Пандемия коронавируса развеяла эту столь дорогую нам иллюзию контроля. Многое в жизни случается все еще против нашей воли; болезни и смерть — все еще фундаментальная часть жизни, а не ее неприятный побочный эффект. Должны ли мы смириться с этим фактом — или, наоборот, нам нужно бросить все свои силы на то, чтобы еще больше усовершенствовать контроль над природой и над самими собой? На что следует ориентироваться политике, стоящей перед подобным выбором? Об этом и пишет в своих работах французская мыслительница Синтия Флери, основавшая кафедру философии в парижской больнице Св. Анны — одном из самый старых французских госпиталей. Основные темы исследований Флери лежат в сфере биополитики: она размышляет о том, как власть решает вопросы, связанные с жизнью и здоровьем граждан. О том, как пандемия COVID-19 может изменить наши представления о себе и об устройстве общества, Флери рассказала в интервью швейцарской газете NZZ.

Источник Neue Zürcher Zeitung (NZZ)

Госпожа Флери, вы занимаетесь политической философией и одновременно работаете в больнице. Не могли бы вы поставить диагноз? Ведь государство легко можно сравнить с живым организмом: у него есть органы, иногда его парализует, иногда оно впадает в панику. Как сейчас его здоровье?

Это непростой вопрос, но здоровым его точно не назовешь. Если сравнивать его с телом отдельного гражданина, то нужно, наверное, представить себе человека без всякой физической подготовки и абсолютно незакаленного. Более того — человека, который только что вышел из состояния шока и застигнут врасплох. Французская государственная власть оказалась подготовлена к кризису ненамного лучше самих граждан, которых в принципе призвана защищать. Ведь политики обязаны предвидеть проблемы и заранее к ним готовиться. 

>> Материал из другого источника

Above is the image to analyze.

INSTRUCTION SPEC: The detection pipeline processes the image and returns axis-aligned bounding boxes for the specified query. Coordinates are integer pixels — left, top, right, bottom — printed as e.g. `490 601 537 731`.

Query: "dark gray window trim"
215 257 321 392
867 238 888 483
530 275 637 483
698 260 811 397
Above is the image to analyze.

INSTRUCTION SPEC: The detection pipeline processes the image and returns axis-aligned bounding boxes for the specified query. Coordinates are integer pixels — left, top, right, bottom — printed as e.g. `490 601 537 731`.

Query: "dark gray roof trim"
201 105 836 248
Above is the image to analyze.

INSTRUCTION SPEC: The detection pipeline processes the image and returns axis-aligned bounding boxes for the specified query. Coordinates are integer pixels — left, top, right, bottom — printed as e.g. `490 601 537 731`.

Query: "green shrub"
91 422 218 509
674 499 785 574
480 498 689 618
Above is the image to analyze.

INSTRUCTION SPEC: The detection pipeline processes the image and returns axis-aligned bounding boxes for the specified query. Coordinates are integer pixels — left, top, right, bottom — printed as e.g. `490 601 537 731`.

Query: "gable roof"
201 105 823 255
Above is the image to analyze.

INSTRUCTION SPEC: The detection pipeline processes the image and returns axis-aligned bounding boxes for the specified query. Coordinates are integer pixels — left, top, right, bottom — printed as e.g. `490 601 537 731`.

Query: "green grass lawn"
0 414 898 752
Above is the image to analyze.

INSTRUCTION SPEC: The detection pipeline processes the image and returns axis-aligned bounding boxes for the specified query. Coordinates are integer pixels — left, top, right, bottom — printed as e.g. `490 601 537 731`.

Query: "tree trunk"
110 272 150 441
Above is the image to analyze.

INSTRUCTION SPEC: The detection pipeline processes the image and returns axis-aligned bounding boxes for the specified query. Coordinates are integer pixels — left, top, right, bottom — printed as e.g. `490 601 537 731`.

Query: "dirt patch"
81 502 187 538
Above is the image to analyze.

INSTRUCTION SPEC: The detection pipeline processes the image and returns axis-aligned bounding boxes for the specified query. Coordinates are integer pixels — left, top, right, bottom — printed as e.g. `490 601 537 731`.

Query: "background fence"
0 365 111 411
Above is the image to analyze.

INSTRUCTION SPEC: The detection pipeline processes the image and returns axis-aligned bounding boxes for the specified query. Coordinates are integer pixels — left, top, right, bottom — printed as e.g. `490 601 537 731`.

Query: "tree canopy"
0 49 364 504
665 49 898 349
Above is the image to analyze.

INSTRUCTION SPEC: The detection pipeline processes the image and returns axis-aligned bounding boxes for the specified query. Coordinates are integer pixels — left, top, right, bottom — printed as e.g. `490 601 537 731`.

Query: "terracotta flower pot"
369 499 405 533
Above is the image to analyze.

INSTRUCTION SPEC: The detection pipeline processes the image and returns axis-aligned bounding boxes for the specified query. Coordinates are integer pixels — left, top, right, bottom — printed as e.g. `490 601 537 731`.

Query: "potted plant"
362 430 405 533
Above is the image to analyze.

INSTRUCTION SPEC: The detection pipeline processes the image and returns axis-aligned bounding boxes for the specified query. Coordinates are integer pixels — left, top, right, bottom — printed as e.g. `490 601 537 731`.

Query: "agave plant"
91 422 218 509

Все постоянно говорят о вирусе как о невиданной катастрофе. Выходит, мы все, включая наших политиков, забыли за последние десятилетия, что болезни — неотъемлемая составляющая жизни людей?

Все-таки не будем забывать, что людей, говоривших о пандемии как одном из возможных рисков глобализации, тоже было достаточно. Эта пандемия явно не свалилась нам как снег на голову. Но в наших обществах есть выраженная тенденция к тому, чтобы отрицать слабые места, вытеснять из сознания все уязвимые точки. Про человека положено думать, будто он «функционирует» без сбоев и неполадок, а потому государственная профилактическая медицина была «оптимизирована» в сторону сокращения — да так, что система стала невероятно хрупкой. В этом никто не хотел себе признаваться. У нас нет запасов самых необходимых вещей, таких как те же маски, и связано это с тем, что мы выстроили дисфункциональную, крайне уязвимую систему и очень долго прятали голову в песок, не желая замечать этой уязвимости. 

Отрицание уязвимости возможно и на телесном уровне: Юваль Ной Харари в одном из своих бестселлеров написал, что болезни — это бич прошлых времен. И вместе с ним многие поверили, что в будущем человечеству скорее будут угрожать сбои в алгоритмах, чем болезни тела. 

Вернемся с небес на землю, в сегодняшние реалии. Напомню: основной причиной смертности все еще остается болезнь — а именно рак. Тем не менее большой сдвиг действительно произошел. Хронических болезней стало больше, а число инфекционных, наоборот, сократилось. Вирусы, вызывающие заболевания дыхательных путей, нашим обществам, в отличие от азиатских, уже мало знакомы. И это при том, что, конечно же, болезни по-прежнему нас всюду преследуют, а со смертью наши общества хотят иметь дело все меньше, предпочитая вообще с ней не сталкиваться. Это видно очень отчетливо: летальность вируса относительно низкая, 98% людей после заражения выздоравливают — но мы вводим стопроцентный карантин. 

По-вашему, это непропорциональная реакция?

Я понимаю это как реакцию на чрезвычайную ситуацию: надо спасать жизни, и я не возьму на себя смелость говорить о том, что это было слишком. Просто нужно отдавать себе отчет в том, что жизнь — это вопрос не только биологии. Есть социальная жизнь, экономическая — и я боюсь, что избранная стратегия, отдающая приоритет биологической жизни и телесному здоровью, приведет к еще более тяжким разрушениям в других аспектах жизни. 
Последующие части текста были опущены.